Chef Steve Hanson was too distraught to recall what specials he had planned for yesterday.

"It's like losing your home," he said after an early-morning fire severely damaged the Lobster House, the Cape May Harbor landmark where he has served up countless crab imperials and fishermen's wharf platters for 17 years.

Office manager Clara Burkhardt, a 25-year employee, fretted about making payroll - due today - for the nearly 400 workers at the restaurant and a related complex that includes a raw bar, retail and wholesale fish markets, a scallop-boat fleet, and other operations.

Owner Keith Laudeman's feelings were mixed: A fire in the 1960s, when he was about 6 and his father, Wallace, ran the business, was much worse, he recalled.

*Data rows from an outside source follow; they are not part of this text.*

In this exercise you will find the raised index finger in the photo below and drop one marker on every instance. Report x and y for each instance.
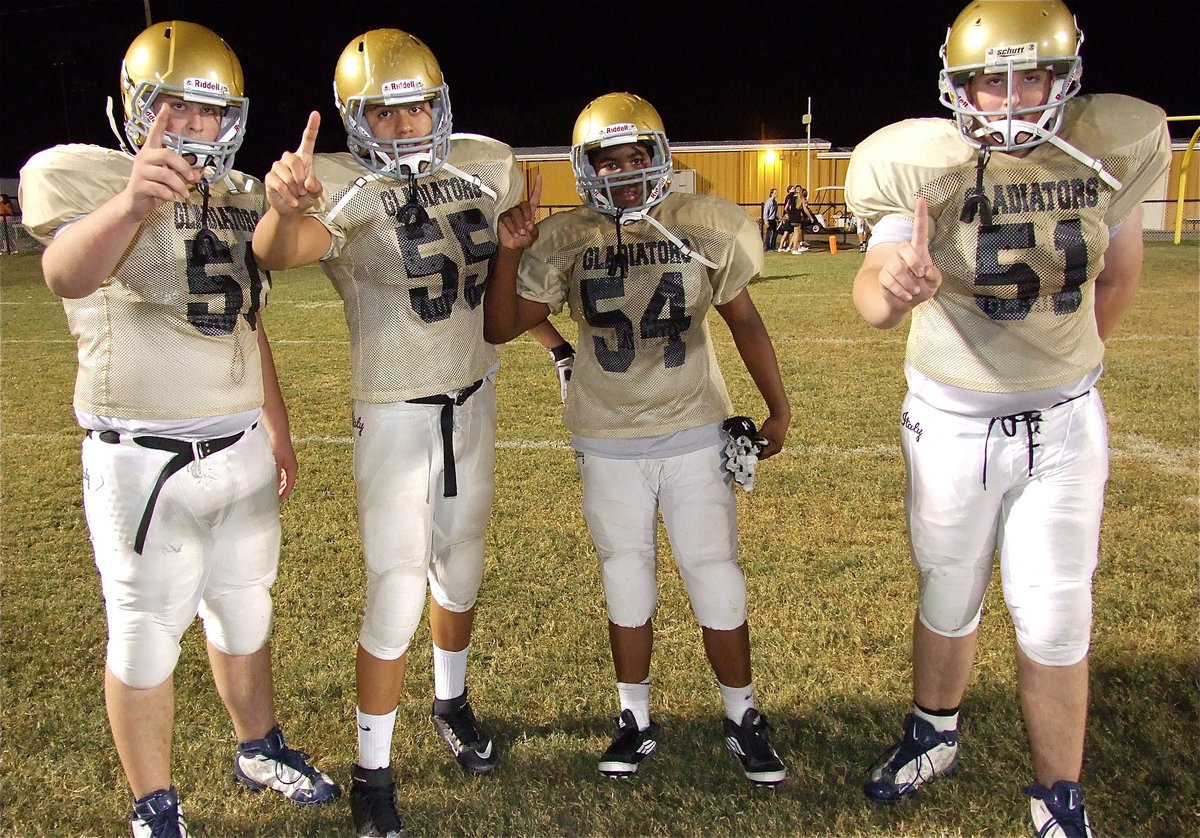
(921, 225)
(309, 139)
(535, 196)
(157, 129)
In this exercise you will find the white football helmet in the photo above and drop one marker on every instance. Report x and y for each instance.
(387, 66)
(195, 64)
(1011, 36)
(616, 119)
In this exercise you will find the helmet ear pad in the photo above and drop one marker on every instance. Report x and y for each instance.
(617, 119)
(1000, 36)
(389, 66)
(191, 63)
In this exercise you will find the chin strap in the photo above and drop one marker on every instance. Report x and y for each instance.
(112, 123)
(1090, 162)
(977, 199)
(625, 217)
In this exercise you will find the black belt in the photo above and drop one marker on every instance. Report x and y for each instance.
(1032, 422)
(448, 405)
(185, 453)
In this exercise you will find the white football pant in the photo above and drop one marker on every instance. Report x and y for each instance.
(621, 504)
(1045, 522)
(409, 531)
(213, 549)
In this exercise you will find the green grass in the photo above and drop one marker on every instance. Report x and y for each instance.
(831, 603)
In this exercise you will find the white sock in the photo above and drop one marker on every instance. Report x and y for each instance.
(375, 740)
(737, 700)
(636, 698)
(941, 723)
(449, 672)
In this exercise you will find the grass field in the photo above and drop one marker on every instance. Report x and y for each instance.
(831, 603)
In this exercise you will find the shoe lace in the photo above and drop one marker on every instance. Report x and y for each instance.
(297, 760)
(1069, 819)
(382, 807)
(163, 824)
(913, 748)
(462, 724)
(759, 741)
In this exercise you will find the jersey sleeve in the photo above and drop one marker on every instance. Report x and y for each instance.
(743, 263)
(888, 168)
(1139, 149)
(544, 274)
(65, 183)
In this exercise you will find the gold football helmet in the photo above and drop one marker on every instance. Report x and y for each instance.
(192, 63)
(616, 119)
(1009, 36)
(387, 66)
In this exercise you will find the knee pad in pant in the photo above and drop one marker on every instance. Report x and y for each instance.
(717, 588)
(239, 621)
(394, 609)
(142, 651)
(1056, 629)
(630, 588)
(952, 597)
(456, 574)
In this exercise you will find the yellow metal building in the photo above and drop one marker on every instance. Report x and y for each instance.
(744, 172)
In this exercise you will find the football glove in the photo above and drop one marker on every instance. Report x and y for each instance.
(742, 448)
(564, 361)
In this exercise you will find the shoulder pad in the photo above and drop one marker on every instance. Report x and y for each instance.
(1110, 123)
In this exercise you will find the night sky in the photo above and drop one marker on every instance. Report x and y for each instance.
(521, 70)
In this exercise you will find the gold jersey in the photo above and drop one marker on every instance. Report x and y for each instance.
(171, 334)
(413, 293)
(646, 364)
(1017, 309)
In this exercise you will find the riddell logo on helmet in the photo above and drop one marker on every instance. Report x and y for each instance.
(401, 85)
(204, 85)
(621, 129)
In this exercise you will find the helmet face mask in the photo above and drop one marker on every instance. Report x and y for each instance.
(619, 119)
(387, 66)
(193, 64)
(1011, 37)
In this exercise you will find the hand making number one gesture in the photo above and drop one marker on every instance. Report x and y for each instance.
(910, 276)
(160, 174)
(517, 227)
(291, 185)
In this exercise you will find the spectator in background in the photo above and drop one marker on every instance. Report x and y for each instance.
(799, 214)
(6, 219)
(786, 228)
(769, 220)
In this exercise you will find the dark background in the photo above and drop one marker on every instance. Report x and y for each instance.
(522, 70)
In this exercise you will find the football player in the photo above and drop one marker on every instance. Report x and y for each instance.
(405, 226)
(640, 267)
(1013, 237)
(187, 450)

Yesterday's fire was traced to a defective exhaust fan in an upstairs storage area for linen and utensils, said Lt. Christopher Winter, the Lower Township Police Department's fire investigator.

An adjacent banquet hall, which seated 100, and the restaurant downstairs, with seating for 500, were damaged mainly by smoke and water from sprinklers.

The fire was reported just after 3 a.m. and put out by about 5:30 a.m., Winter said. About 50 firefighters from four companies fought the blaze, he said.

No one was injured.

The restaurant, set up in 1954, stemmed from a wholesale fish business started in 1922 by Laudeman's grandfather Jess.

Laudeman, 50, said it was too early to put a price tag on the damage, but added that the facility was "totally insured."

He said that he expected it would be many weeks before the restaurant reopened, but that the fish market and raw bar would be open today.

By late afternoon, instead of the usual diners lining up outside, a crowd of curiosity seekers had gathered at the Lobster House, some taking pictures of the calamity.

Many were frequent customers.

"It's the kind of place that anyone from around here brings guests to whenever people are visiting," Jane Gummel of Wildwood Crest said.

Gummel, who said she had been going to the restaurant for 40 years, arrived when she heard of the fire. She brought a friend and a camera.